There’s one last story about names I want to share with you.

My aunt’s name is Mildred May.  She’s my mom’s little sister. I have no idea why but when Robert and I were really little we called her “Aunt Connie.”

When I think of her, I still think of her as Aunt Connie. It’s weird calling her Aunt Mildred.

For years after I found out her real name, I thought Connie had to be short for Mildred some how like Bobby is short for Robert and Dick short for Richard.

All of this talk about names makes me laugh. I don’t know why but sometimes when we give people nick names, they just stick.

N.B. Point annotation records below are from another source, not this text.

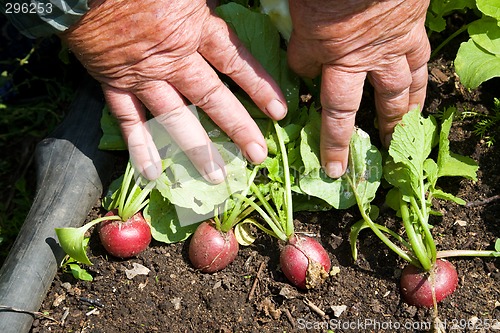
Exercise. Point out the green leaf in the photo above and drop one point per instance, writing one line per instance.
(474, 65)
(243, 233)
(80, 273)
(439, 194)
(440, 8)
(365, 171)
(489, 7)
(184, 187)
(356, 228)
(411, 144)
(165, 225)
(309, 146)
(431, 171)
(485, 32)
(72, 241)
(112, 138)
(451, 164)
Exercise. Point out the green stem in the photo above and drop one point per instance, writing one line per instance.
(467, 253)
(417, 245)
(275, 225)
(393, 234)
(288, 186)
(133, 205)
(447, 40)
(424, 224)
(400, 252)
(231, 221)
(262, 228)
(127, 178)
(274, 218)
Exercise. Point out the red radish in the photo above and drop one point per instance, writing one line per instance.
(211, 250)
(305, 262)
(125, 239)
(416, 286)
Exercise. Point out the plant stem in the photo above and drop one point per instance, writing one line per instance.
(447, 40)
(400, 252)
(127, 178)
(466, 253)
(274, 224)
(415, 240)
(424, 224)
(231, 221)
(289, 229)
(273, 217)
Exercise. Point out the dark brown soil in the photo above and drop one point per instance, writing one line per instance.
(252, 295)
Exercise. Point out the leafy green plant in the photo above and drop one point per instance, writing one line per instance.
(72, 266)
(478, 59)
(414, 175)
(32, 103)
(486, 124)
(127, 201)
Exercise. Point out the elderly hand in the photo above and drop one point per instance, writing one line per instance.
(346, 41)
(158, 53)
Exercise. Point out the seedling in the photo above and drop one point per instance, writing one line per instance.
(414, 176)
(124, 233)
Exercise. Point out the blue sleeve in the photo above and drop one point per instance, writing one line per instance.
(39, 18)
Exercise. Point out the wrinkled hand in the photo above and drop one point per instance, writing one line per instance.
(346, 41)
(156, 54)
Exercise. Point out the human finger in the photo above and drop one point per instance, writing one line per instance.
(391, 83)
(222, 48)
(341, 93)
(183, 126)
(417, 60)
(130, 114)
(199, 83)
(300, 58)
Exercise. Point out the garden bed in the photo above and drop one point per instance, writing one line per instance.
(252, 294)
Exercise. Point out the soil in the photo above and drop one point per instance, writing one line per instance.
(252, 295)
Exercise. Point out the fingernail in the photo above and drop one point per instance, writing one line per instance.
(151, 171)
(276, 109)
(387, 140)
(334, 169)
(414, 106)
(255, 152)
(214, 173)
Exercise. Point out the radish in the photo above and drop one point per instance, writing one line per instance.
(211, 250)
(417, 285)
(125, 239)
(214, 245)
(409, 167)
(304, 261)
(124, 233)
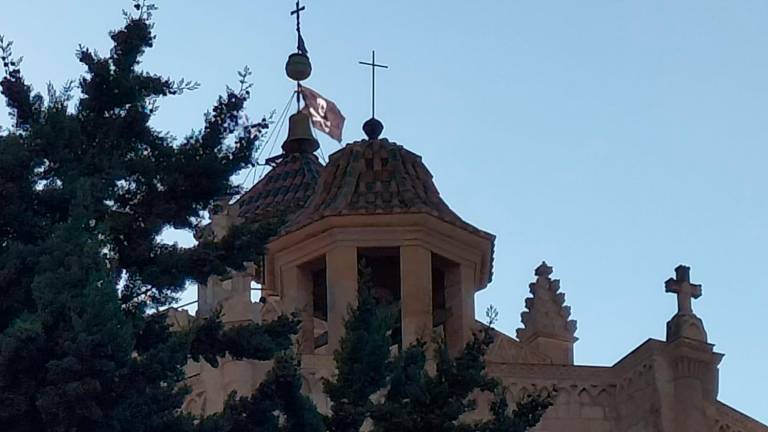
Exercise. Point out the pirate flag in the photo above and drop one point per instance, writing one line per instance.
(324, 113)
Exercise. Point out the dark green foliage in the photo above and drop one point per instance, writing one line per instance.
(402, 395)
(279, 392)
(362, 360)
(84, 193)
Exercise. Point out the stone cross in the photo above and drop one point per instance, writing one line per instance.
(685, 290)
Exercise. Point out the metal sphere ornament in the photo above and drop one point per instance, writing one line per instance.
(373, 128)
(298, 67)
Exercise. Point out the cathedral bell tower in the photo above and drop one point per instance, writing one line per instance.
(375, 201)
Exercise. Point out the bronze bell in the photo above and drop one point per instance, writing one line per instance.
(300, 138)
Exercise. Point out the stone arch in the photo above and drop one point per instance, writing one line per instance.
(603, 397)
(584, 397)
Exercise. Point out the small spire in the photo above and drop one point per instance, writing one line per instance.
(546, 314)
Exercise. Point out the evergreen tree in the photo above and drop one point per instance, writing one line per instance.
(85, 192)
(401, 395)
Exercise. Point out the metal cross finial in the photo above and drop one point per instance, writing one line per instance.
(373, 66)
(297, 11)
(685, 290)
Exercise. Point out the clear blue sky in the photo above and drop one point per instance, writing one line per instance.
(615, 139)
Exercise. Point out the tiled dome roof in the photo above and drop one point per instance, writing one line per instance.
(283, 191)
(376, 177)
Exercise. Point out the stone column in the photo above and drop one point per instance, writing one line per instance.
(416, 293)
(297, 288)
(341, 276)
(236, 303)
(460, 301)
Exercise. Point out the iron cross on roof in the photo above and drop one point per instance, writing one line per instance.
(297, 11)
(685, 290)
(373, 66)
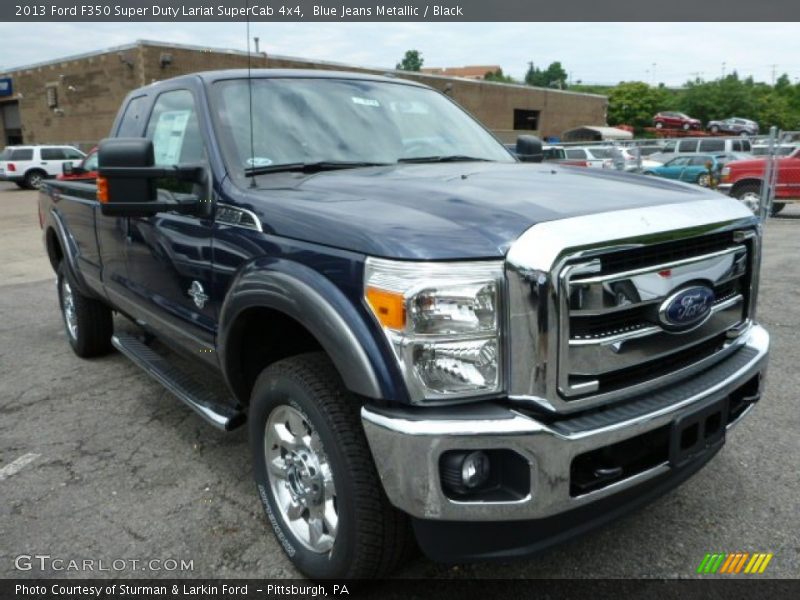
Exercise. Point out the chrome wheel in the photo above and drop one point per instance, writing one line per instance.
(301, 479)
(68, 305)
(751, 200)
(35, 180)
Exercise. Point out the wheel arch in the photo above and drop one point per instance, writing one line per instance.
(748, 181)
(278, 308)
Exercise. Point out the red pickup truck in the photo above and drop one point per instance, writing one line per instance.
(742, 179)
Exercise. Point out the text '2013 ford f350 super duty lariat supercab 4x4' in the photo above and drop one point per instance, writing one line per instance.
(427, 338)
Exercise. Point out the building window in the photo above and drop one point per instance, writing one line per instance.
(526, 119)
(52, 96)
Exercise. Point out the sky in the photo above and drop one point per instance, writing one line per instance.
(604, 53)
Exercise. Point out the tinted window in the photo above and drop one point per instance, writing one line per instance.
(174, 129)
(132, 122)
(600, 152)
(22, 154)
(90, 164)
(712, 145)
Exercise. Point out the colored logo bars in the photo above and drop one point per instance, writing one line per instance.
(735, 563)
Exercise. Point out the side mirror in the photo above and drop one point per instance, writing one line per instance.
(529, 148)
(126, 183)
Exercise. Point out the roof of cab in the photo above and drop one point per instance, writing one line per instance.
(213, 76)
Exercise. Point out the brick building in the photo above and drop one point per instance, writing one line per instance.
(74, 100)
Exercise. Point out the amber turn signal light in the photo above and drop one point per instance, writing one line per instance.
(389, 307)
(102, 190)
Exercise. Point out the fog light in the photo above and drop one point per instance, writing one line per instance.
(463, 472)
(475, 469)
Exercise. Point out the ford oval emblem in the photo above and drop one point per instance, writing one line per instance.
(687, 308)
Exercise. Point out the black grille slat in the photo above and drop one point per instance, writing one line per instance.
(642, 372)
(648, 256)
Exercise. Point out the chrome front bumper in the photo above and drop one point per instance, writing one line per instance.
(407, 447)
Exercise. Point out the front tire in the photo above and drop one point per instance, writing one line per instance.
(88, 322)
(315, 476)
(749, 194)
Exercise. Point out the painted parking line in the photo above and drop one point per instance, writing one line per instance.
(16, 466)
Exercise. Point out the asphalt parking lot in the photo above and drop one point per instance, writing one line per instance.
(116, 468)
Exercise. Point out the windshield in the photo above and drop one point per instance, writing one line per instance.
(338, 121)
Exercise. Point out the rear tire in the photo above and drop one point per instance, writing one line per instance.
(34, 179)
(88, 322)
(315, 475)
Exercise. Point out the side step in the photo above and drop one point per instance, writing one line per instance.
(187, 389)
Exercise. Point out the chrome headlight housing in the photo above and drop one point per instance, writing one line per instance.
(443, 323)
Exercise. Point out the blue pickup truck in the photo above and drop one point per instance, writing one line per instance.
(430, 340)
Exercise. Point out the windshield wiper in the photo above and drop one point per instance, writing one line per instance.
(447, 158)
(311, 167)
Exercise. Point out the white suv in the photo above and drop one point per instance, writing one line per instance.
(28, 166)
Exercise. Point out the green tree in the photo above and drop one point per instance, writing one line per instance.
(554, 76)
(498, 76)
(412, 61)
(634, 103)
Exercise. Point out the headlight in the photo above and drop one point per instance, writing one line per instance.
(443, 323)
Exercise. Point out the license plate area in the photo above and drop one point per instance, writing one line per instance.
(698, 431)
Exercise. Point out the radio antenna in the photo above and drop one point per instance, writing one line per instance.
(250, 95)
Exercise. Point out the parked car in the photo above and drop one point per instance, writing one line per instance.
(701, 145)
(423, 340)
(598, 157)
(634, 163)
(85, 171)
(558, 154)
(742, 179)
(733, 125)
(778, 149)
(691, 169)
(28, 166)
(675, 120)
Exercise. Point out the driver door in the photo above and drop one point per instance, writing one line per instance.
(169, 254)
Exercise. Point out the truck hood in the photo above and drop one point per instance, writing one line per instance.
(445, 210)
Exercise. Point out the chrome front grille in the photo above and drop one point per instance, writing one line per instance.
(584, 325)
(610, 319)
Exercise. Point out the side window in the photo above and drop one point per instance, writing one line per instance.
(132, 122)
(23, 154)
(175, 130)
(712, 146)
(53, 154)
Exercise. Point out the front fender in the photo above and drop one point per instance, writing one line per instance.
(316, 303)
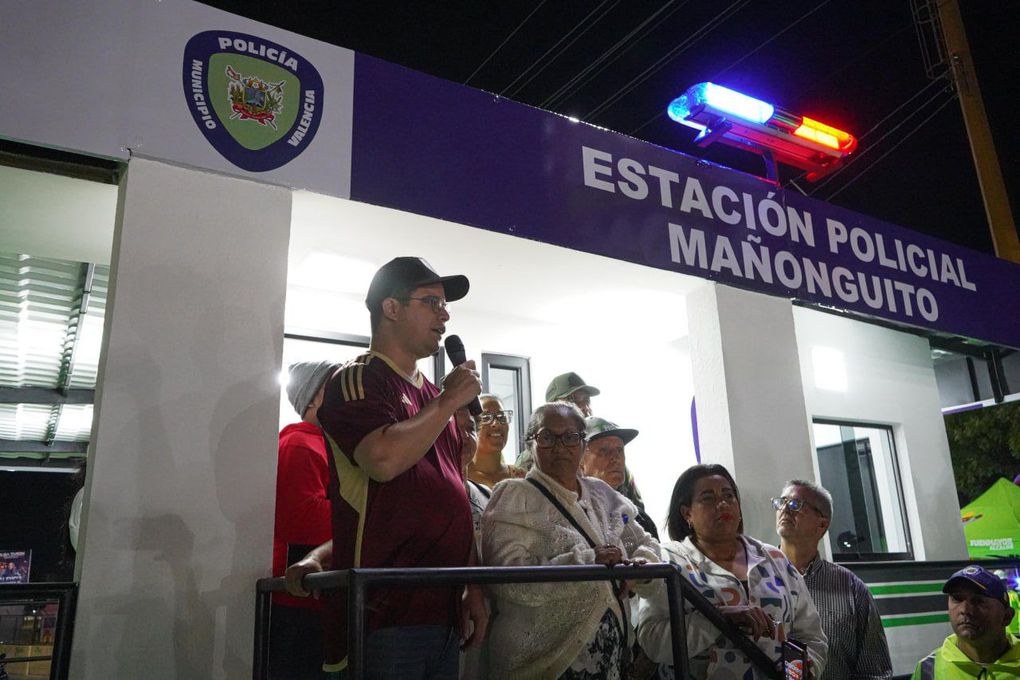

Gavin calls Jordan “bubber” and Cameron “bubbie” because when he was younger he couldn’t say brothers. They are collectively called bubbers by Gavin. It’s very cute, and it’s something I’ll never forget. But, those names are names given to each of them by their little brother. They are reserved only for Gavin’s use. That’s what makes them special to us. Gavin is starting to grow out of the “bubber” and “bubbie” phase as he’s starting to call them by their legal names. I know I’m going to miss his little voice call for bubbie and bubber, but the names will go no further. I like their legal names. After all, I gave them to the boys.

Names are important. They aren’t who we are but I believe they describe who we are.

Melissa Cason is the staff writer for the Advance Monticellonian.